Poland’s data protection regulator made an interesting decision affecting a Swedish based digital marketing company named Bisnode.
Poland’s regulator, the national Personal Data Protection Office (UODO in Polish), fined Bisnode 220,000 Euros for failing to comply with Article 14 of GDPR.
Article 14 requires a data controller to inform a person when it collects data about that person from another source. In addition, you have to tell them the purpose that you are collecting the data for and give them the option to object.
Bisnode’s business model is to collect data from public records of various types and then, we assume, sell that data.

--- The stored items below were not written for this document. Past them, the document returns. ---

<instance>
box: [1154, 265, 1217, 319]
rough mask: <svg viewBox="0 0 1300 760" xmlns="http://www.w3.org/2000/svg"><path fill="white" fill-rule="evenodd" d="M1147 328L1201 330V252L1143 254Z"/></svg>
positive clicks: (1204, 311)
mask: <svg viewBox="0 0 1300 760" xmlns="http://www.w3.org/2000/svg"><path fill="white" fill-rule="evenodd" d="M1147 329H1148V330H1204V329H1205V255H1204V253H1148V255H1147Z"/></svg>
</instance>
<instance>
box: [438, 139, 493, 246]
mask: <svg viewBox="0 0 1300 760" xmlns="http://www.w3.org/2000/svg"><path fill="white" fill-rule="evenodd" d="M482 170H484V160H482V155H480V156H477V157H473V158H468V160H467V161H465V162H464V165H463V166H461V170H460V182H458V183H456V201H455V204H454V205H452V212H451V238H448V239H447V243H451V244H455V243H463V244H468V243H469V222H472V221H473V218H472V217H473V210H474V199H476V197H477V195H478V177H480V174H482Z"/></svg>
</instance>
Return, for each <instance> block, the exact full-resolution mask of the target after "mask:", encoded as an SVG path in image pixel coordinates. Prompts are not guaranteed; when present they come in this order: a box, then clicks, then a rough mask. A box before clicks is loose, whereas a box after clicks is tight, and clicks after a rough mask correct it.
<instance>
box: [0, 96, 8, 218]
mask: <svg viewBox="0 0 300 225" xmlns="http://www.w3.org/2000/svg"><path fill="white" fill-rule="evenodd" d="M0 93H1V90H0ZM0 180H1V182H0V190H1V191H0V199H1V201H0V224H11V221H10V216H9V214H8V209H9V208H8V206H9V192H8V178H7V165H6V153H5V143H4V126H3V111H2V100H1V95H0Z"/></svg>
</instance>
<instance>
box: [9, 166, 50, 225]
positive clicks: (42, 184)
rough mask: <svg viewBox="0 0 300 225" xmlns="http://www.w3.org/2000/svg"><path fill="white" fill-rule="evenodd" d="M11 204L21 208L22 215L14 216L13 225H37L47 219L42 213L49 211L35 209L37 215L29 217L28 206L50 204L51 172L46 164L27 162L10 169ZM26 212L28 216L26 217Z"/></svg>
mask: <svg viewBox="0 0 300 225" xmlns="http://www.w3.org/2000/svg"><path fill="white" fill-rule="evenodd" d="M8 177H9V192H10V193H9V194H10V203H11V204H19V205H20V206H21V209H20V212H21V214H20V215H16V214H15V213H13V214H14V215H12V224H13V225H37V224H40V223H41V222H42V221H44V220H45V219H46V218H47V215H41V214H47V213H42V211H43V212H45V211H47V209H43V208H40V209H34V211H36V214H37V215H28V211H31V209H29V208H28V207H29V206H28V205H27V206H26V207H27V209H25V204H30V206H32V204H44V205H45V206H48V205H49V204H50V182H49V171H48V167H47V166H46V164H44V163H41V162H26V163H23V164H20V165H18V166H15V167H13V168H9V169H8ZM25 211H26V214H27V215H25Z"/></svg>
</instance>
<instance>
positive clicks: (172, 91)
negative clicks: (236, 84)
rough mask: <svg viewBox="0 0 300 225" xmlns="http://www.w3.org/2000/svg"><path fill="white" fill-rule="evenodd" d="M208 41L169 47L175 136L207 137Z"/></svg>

Bisnode apparently understood that obligation to notify people because of the 6 million records they scraped, they sent out notices to the people for whom they had email addresses. That represented about 90,000 businesses. Of those 90,000, about 12,000 or 13% responded back saying that the company did not have their permission to use this data for the purpose stated.
For the rest of the people, even those for whom they had a phone number, they opted not to notify them at all.
Instead, they put a notice on their web site. Of course, those 6 million people had no reason to look at the company’s website and besides, I am guessing that they did not include a list of 6 million names on the web site, but maybe they did.
Bisnode objected to having to notify people because they said it would be too expensive to send everyone a registered letter. Of course an email is not equivalent to registered mail, actually closer to a postcard, and they could have sent 6 million postcards for a whole lot less than the cost of 6 million registered letters.
There is a lot more information in the source article linked below, but for now the point is that businesses that depend on scraping other people’s data and selling it should be wary about their business model.
At a bare minimum, they need to consider the notification requirements and understand that each distinct purpose the data is being used for requires its own notification (if you know now that it will be used for, say, 3 purposes, you can include all three purposes in one notice, but if you decide next month that you have new purpose, you have to renotify. And, the notice cannot be generic in nature like “we are going to sell your information to folks who are going to do stuff with it, like spam you”.
The Polish DPA also required them to notify the 5.9+ million people that they didn’t notify. Bisnode is thinking about deleting the data instead, but even if they do, will that relieve them of their notification obligation?
Assuming Bisnode does appeal, hopefully that appeals decision will improve the clarity of the rules under GDPR, but given what I have seen in the past, Bisnode is unlikely to get a free pass in this situation.
So for businesses that depend on the ability to take data from third parties and use it in a way that the consumer did not anticipate, anticipate that you could be on the wrong side of a DPA decision and then will need to decide if you can afford to fight. Not being able to do that freely may make the business not viable, so either way, those businesses have a problem.